While the rest of South Asia has come together in this endeavour, Pakistan has kept conspicuously aloof, for reasons that have not become clear. Relations between India and Pakistan are in a deep trough and that may be the main reason why Pakistan decided to keep out of a project that owes everything to India, but in this Pak decision there are echoes of past disagreements about how the affairs of SAARC should be conducted. The SAARC Charter permits smaller groups within the larger body to act collectively in promoting shared sub-regional interests which may not be of concern to every member. On at least one occasion, SAARC subgroups have been convened under this charter provision and have been active, as for instance to bring interested parties together for discussions on the sharing of the Ganga and other Eastern waters. That particular initiative, which took place more than two decades ago, achieved little but it did show that SAARC could be flexible enough to give its imprimatur to initiatives that may not extend to all the member states. So even if Pakistan has not gone along with the Indian led satellite project, the enthusiastic support of the others promises it a flourishing future.

Another important development in Asia of the last few days is China’s success in developing a passenger jet. This aircraft is seen as the harbinger of a fleet of aircraft for civilian use that in the long run could challenge the dominance of Boeing and Airbus, and thus create issues for the current world leaders in civil aviation. China has been eying the civil aviation market for many years and has steadily enhanced its capacity in that field. According to one account, it had developed the capacity to build an aircraft some years ago but still lacked a suitable aero engine to complete the project. While China was advancing India did not lag behind, and had comparable achievements and ambitions. Both these large and fast developing Asian countries had vast internal markets for their ambitious plans in civil aviation, which in turn attracted the attention of the established manufacturers, so that aviation mega deals in Asia have become almost a routine affair. An intriguing possibility envisaged by some imaginative entrepreneurs was to try to promote some pooling of effort between the different parties in Asia and the West. What both the Asian giants lacked, it was said, was the ability to build aero engines of the requisite sophistication, which led to speculation about the viability of a pooled arrangement between the different parties; each has something to offer the others and they could benefit substantially if they could share their effort. However, there is little immediate possibility of any such development ~ the current discourse about India and China lays stress on the rivalry between them and not on matters where they may have common interests. Yet these common interests do exist, not least in their parallel dealings with advanced economic and technological partners in hi-tech industries.

Seen in a wider perspective, what is important about the satellite launch is the tangible evidence it provides of the priority India attaches to its immediate neighbourhood. The satellite, and all its attached facilities, represents a substantial investment by India, which could not have been undertaken when the country’s resources were more limited.
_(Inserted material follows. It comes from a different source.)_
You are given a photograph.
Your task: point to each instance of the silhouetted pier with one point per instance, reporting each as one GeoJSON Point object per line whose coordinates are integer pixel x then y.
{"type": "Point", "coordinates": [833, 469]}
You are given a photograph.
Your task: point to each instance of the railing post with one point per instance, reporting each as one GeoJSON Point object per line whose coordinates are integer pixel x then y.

Today, our neighbours in South Asia have other alternatives for space-related technologies beside the Indian-designed project. But India has shown friendly intent and a readiness to share with its close associates, which can make a difference and permit the region to develop and hold its own in a competitive world.

The satellite is to be seen as a first step in a new journey. Even when its own capacity to deliver material assistance was limited, India was careful to support, and in some cases to underwrite, the developmental effort of its immediate South Asian neighbours.
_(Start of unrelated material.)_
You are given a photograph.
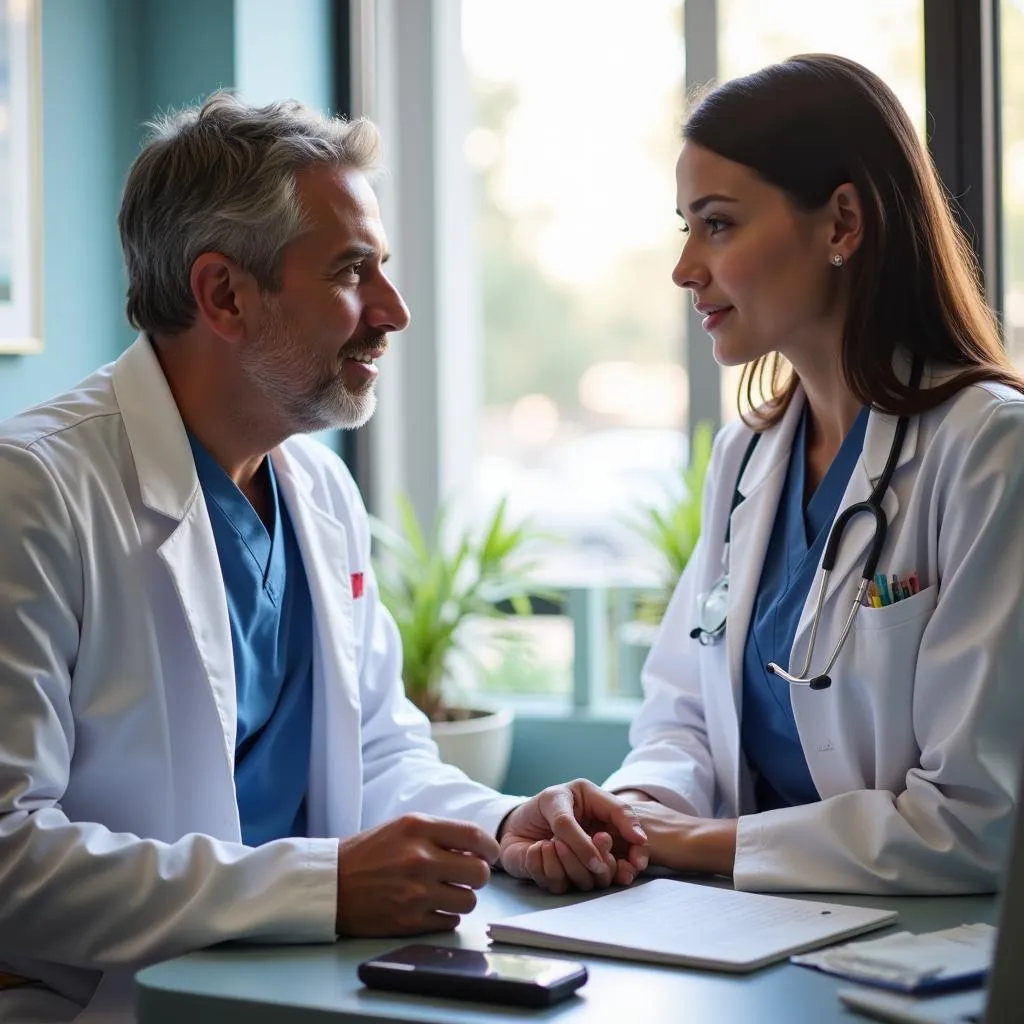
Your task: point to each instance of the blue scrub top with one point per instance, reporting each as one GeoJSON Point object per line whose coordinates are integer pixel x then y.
{"type": "Point", "coordinates": [768, 730]}
{"type": "Point", "coordinates": [270, 615]}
The troubled relationship with Pakistan has led that country to exclude itself from the Indian effort to share its development experience. All the others have drawn closer to India, finding advantage in better cooperation. There are strategic spinoffs in closer ties that could be of advantage to all sides but the main purpose of the more active Indian engagement in neighbourhood affairs must be to support development and prosperity from which all the parties benefit. It is in that spirit that the successful satellite launch was conceived and should be viewed.